Meet 62nd Street
As I wander north away from the busy thoroughfares of Midtown, the streets are becoming more tranquil and calm. Walking across 62nd was like approaching an oasis, where every other building was a haven or an inviting neighborhood haunt.
I had been looking forward to beginning my walk at the Animal Medical Center, as a dear childhood friend has been the dentist here for many years. On my extensive tour, I learned that the building has no key, as they have been open – at any hour to anyone in need of veterinarian care – since 1962. With top quality equipment, including an MRI machine and CT Scan, the AMC is known to be one of the best veterinary facilities in the world.
Continuing on, I stopped by Il Vagabondo, a neighborhood Italian restaurant since 1968, which is temporarily closed until Fall 2016. It had been a go-to place for many years when my husband’s office was nearby. He and his co-workers always enjoyed having some hearty food and then playing indoor bocce ball together.
Three churches occupy space on the east side of 62nd, as does a synagogue closer to Fifth Avenue, and two old world private clubs. The most stunning piece of property that caught my eye, however, was the Residence for the Japanese Ambassador to the United Nations. Built in 1899 by a Vanderbilt family member, the mansion’s architecture is striking.
It was a delight to rediscover and explore the extraordinary inventory at Tender Buttons. I have fond memories of visiting this shop over the years with my mom when she lived in Manhattan.
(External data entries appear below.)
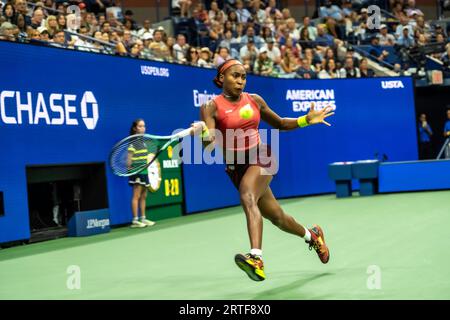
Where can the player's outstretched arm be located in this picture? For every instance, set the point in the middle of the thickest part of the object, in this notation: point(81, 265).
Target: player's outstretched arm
point(313, 117)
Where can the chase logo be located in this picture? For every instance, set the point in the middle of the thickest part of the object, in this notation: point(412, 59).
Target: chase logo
point(89, 121)
point(392, 84)
point(54, 109)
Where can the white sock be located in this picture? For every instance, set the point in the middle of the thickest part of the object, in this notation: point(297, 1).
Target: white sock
point(256, 252)
point(307, 236)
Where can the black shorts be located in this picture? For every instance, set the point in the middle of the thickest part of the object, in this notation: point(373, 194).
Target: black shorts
point(262, 158)
point(140, 178)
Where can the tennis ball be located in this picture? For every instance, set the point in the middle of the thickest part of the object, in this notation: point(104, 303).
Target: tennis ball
point(246, 112)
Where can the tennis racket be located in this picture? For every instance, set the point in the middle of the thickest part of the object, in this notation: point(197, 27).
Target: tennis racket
point(135, 153)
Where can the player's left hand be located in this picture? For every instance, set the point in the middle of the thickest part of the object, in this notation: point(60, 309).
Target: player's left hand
point(318, 116)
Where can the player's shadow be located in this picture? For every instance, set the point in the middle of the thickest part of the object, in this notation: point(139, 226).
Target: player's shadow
point(280, 292)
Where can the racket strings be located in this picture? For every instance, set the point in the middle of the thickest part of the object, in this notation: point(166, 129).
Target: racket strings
point(133, 155)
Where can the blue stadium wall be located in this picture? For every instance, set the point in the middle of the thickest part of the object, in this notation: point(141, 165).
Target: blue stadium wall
point(64, 107)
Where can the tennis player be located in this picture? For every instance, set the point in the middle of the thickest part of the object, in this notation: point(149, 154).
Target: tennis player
point(138, 155)
point(252, 178)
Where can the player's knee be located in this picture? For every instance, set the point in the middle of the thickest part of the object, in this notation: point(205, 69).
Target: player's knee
point(276, 220)
point(248, 199)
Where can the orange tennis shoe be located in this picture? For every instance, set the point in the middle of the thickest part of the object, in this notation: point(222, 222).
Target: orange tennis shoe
point(318, 243)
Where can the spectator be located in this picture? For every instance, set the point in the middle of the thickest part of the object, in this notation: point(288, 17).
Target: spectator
point(227, 41)
point(44, 35)
point(398, 11)
point(312, 57)
point(256, 10)
point(333, 29)
point(272, 51)
point(349, 70)
point(263, 65)
point(329, 71)
point(440, 38)
point(215, 14)
point(292, 29)
point(242, 13)
point(305, 71)
point(146, 52)
point(288, 65)
point(286, 14)
point(61, 22)
point(58, 39)
point(330, 10)
point(248, 66)
point(9, 13)
point(232, 17)
point(425, 133)
point(215, 34)
point(20, 6)
point(158, 48)
point(250, 51)
point(312, 31)
point(411, 9)
point(183, 5)
point(271, 10)
point(364, 70)
point(205, 58)
point(377, 51)
point(6, 31)
point(128, 16)
point(259, 42)
point(406, 39)
point(422, 26)
point(324, 39)
point(180, 49)
point(202, 14)
point(228, 25)
point(447, 125)
point(222, 55)
point(347, 8)
point(146, 28)
point(52, 25)
point(305, 39)
point(385, 38)
point(403, 23)
point(295, 48)
point(192, 57)
point(20, 20)
point(37, 18)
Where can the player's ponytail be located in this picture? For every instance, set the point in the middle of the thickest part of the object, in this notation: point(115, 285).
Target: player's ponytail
point(134, 125)
point(221, 70)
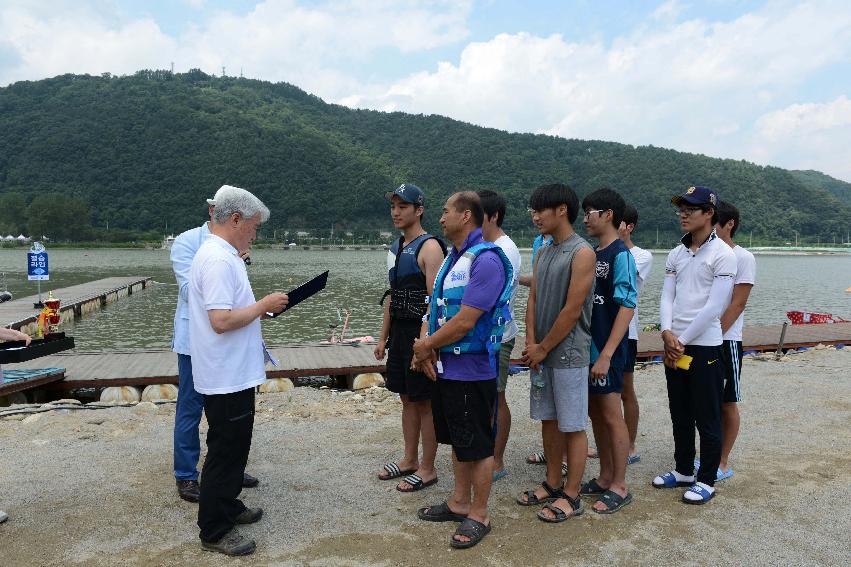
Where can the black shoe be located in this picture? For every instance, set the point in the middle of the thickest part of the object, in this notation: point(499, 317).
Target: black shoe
point(231, 544)
point(189, 490)
point(249, 516)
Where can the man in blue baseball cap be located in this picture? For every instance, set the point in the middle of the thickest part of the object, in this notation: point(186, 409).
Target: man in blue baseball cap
point(412, 264)
point(698, 282)
point(409, 193)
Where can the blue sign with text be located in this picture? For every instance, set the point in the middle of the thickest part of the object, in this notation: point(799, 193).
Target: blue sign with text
point(37, 266)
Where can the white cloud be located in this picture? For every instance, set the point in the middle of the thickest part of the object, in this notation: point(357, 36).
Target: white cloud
point(812, 136)
point(695, 85)
point(76, 41)
point(724, 88)
point(307, 43)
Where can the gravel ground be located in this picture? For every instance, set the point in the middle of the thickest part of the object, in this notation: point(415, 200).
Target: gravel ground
point(95, 487)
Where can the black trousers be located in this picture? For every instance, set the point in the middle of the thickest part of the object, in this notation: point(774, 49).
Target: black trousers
point(231, 421)
point(694, 398)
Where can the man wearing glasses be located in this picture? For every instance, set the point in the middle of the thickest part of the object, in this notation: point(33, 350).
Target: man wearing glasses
point(698, 282)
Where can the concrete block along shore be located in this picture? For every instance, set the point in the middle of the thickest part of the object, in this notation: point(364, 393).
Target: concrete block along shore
point(96, 487)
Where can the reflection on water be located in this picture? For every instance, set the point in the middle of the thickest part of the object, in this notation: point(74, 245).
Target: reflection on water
point(356, 282)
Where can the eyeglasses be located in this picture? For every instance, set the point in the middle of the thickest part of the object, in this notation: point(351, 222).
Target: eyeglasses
point(589, 213)
point(687, 211)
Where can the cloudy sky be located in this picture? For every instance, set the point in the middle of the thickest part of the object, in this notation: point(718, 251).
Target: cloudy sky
point(769, 82)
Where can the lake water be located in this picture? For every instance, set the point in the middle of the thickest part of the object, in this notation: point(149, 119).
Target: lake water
point(356, 282)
It opened in the 1960s when two women, Millicent Safro and Diana Epstein, started collecting buttons and sharing them with their friends. The hobby soon turned into a business, and the store now boasts an expansive collection of buttons from around the world.
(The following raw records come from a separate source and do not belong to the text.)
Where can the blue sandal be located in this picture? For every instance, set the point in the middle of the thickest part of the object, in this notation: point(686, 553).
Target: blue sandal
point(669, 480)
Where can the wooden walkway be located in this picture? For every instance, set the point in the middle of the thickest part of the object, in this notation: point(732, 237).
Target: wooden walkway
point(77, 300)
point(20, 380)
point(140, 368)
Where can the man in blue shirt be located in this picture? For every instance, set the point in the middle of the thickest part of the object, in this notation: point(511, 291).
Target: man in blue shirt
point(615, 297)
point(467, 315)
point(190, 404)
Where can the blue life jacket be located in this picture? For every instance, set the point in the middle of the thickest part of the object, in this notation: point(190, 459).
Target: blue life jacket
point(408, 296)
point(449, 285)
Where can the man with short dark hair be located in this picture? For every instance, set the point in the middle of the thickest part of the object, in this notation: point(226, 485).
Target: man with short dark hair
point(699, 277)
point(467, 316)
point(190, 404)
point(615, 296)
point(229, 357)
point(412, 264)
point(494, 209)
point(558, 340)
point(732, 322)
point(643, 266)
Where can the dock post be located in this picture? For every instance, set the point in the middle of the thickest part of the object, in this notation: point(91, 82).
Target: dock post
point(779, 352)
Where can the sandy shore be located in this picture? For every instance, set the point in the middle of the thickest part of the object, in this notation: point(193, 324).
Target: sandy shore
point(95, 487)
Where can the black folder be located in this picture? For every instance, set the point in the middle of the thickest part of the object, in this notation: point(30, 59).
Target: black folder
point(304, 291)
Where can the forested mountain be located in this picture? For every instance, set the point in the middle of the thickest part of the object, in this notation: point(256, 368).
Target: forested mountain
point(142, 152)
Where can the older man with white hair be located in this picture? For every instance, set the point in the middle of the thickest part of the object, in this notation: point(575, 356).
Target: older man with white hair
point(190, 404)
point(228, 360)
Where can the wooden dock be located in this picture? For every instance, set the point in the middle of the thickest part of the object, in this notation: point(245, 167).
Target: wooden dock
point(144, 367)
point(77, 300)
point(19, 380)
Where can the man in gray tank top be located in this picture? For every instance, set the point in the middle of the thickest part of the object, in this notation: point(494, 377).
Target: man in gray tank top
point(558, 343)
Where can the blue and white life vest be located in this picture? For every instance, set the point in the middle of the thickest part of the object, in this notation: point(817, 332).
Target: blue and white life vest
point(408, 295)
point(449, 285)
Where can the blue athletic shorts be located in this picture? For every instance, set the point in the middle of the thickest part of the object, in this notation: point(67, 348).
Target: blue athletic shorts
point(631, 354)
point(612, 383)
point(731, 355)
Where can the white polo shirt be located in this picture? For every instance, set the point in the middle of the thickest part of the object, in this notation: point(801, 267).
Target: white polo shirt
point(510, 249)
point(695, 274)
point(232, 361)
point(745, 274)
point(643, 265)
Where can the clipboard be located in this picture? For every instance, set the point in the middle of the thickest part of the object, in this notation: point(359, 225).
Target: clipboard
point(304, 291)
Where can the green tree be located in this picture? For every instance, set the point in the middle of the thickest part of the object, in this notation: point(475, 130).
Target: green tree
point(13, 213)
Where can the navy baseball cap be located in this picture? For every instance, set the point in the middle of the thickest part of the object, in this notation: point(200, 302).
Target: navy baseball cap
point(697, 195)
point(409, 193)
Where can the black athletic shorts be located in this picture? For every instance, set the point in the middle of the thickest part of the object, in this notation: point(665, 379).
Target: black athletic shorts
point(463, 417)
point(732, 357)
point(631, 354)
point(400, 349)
Continuing west, I passed the Andrew Mellon Foundation, a great supporter of the arts and humanities, and found Birch Coffee, an offshoot of the Flatiron location, which serves up first class coffee and nibbles in a cozy hole in the wall.
On the other side of Central Park, I was excited to realize that I was creeping up on Lincoln Center. The David Rubenstein Atrium, a beautifully designed seating area for public use, has its entrance on 62nd Street. With its vertical green gardens and fountain, the Atrium is a perfect bookend to a street that highlights places of repose, meditation, and comfort.